In fact, Crowder noted, “X” had “a five-year clear record of institutional violence, which resulted in a perfect score of zero in risk assessment conducted in October [2023], and a total score low enough for him to be placed in medium security in an open bay dorm. The psych associates signed off on this and the warden signed off on this.”
Instead, guards wrote up “X” and his victims on an “Enemies Report”—effectively assuming that any sexual activity had been consensual, at least to start. What no one will say is why DOC staffers repeatedly turned a blind eye when allegations of abuse by “X” persisted. However, that sort of deference is often reserved for incarcerated informants.
Williams’ family has hired Washington, D.C. attorney Andrew Menefee, who said he plans to file a civil rights suit on their behalf. The federal Department of Justice has also sued the state and its DOC for running prisons “riddled with prisoner-on-prisoner and guard-on-prisoner violence,” as PLN also reported. [See: PLN, Apr. 2021, p.34.] That suit is headed to trial.

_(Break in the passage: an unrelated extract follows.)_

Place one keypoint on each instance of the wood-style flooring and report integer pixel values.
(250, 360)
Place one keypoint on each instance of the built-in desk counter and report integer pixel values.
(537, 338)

Meanwhile, the state is pressing forward with construction of a new “mega-prison,” which will be named in honor of Gov. Kay Ivey (R). Making that announcement on November 13, 2024, spokeswoman Gina Maiola said that there was “no governor in Alabama’s history who has done more to improve the state’s corrections system.”
Incredibly, Maiola apparently managed to keep a straight face, too.